= Joseph R. Lakowicz =

American biochemist

Joseph Raymond Lakowicz (born 1948 in Philadelphia) is an American biochemist . He is a professor at the school of medicine of the University of Maryland in Baltimore and director of the Center for Fluorescence Spectroscopy and author of the standard work in this field, which was published in 2006 in the third edition.

== Life ==
Joseph Raymond Lakowicz, Jr. was born in 1948 in Philadelphia, Pennsylvania . He studied in the late 1960s at La Salle College in Philadelphia (now La Salle University) biology, but later switched to chemistry; B.Sc. 1970. He then studied at the University of Illinois - including Gregorio Weber, a key pioneer in the field of fluorescence spectroscopy – where he received his doctorate in 1973. From 1973 to 1974 he was a postdoctoral student at the department of biochemistry at the University of Oxford in England . Upon his return, he became assistant professor of biochemistry at the University of Minnesota and moved to the University of Maryland in Baltimore in 1980, where he has been professor of biochemistry and molecular biology since 1984 . In 1988 he became director of the Center for Fluorescence Spectroscopy of the university's school of medicine . Research focus is fluorescence and its application in spectroscopy, microscopy and imaging .

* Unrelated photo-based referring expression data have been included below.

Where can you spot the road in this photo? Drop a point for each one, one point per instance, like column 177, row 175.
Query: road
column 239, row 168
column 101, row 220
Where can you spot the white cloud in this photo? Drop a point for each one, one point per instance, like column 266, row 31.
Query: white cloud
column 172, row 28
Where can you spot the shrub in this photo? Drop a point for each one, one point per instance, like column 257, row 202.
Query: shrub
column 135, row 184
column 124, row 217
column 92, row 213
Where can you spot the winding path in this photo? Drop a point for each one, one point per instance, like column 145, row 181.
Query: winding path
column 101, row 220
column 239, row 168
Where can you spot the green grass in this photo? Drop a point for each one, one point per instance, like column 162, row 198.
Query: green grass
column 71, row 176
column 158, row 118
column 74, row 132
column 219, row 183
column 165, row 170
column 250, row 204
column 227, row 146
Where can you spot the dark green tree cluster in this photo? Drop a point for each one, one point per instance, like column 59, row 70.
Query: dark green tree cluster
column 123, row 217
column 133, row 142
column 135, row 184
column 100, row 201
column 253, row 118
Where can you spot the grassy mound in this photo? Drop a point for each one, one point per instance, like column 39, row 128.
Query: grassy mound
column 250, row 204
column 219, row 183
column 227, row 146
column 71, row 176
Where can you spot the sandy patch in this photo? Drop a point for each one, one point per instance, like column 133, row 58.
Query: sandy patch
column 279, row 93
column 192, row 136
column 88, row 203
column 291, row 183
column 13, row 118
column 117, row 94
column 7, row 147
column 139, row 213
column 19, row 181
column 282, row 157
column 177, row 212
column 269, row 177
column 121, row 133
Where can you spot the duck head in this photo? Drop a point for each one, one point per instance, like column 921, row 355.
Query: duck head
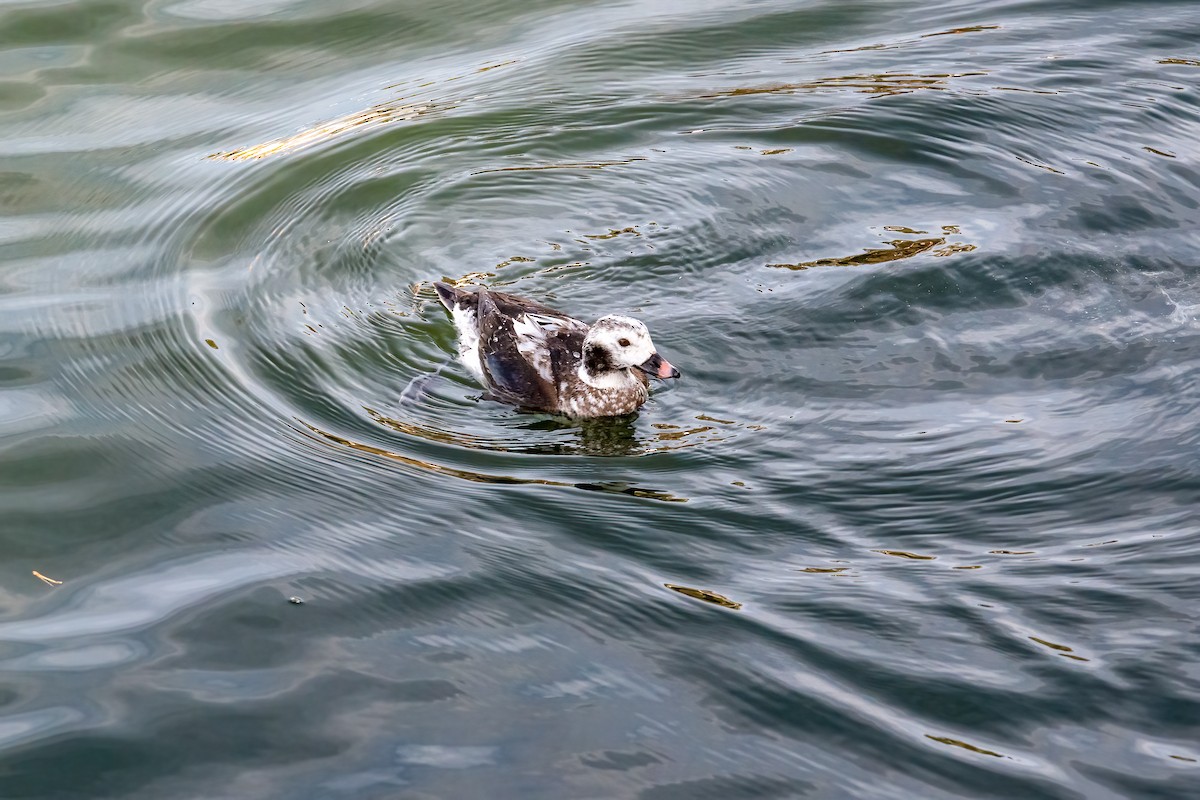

Amongst others, Lakowicz coined the term fluorescence lifetime imaging microscopy (FLIM) and in the mid-1990s his laboratory was involved in first publications on the experimental application of light fluorescence quenching with time-delayed light pulses. One of the co-authors was Stefan Hell, of that time based thereon STED microscopy developed, which he first in 1999 was able to realize experimentally.

In 1983, the first edition of his textbook Principles of Fluorescence Spectroscopy, which became the standard work in this area in the following years and 2006 already appeared in the third edition (5th corrected print 2010). He is also the founder of the Journal of Fluorescence and the Journal of Biomedical Optics .

== Works (selection) ==
- Principles of Fluorescence Spectroscopy. (1st Edition in 1983, 2nd Edition in 1999) 3rd Edition, Springer, 2006, ISBN 978-0-387-31278-1.
- Editor of: Topics in Fluorescence Spectroscopy. (Vol. 1, 1991; Vol. 12, 2007), Kluwer Academic/Springer, 1991–2007.
- With Jian Zhang: Emerging Applications of Colloidal Noble Metals in Cancer Nanomedicine. Future Medicine, London 2012, ISBN 978-1-78084-072-7.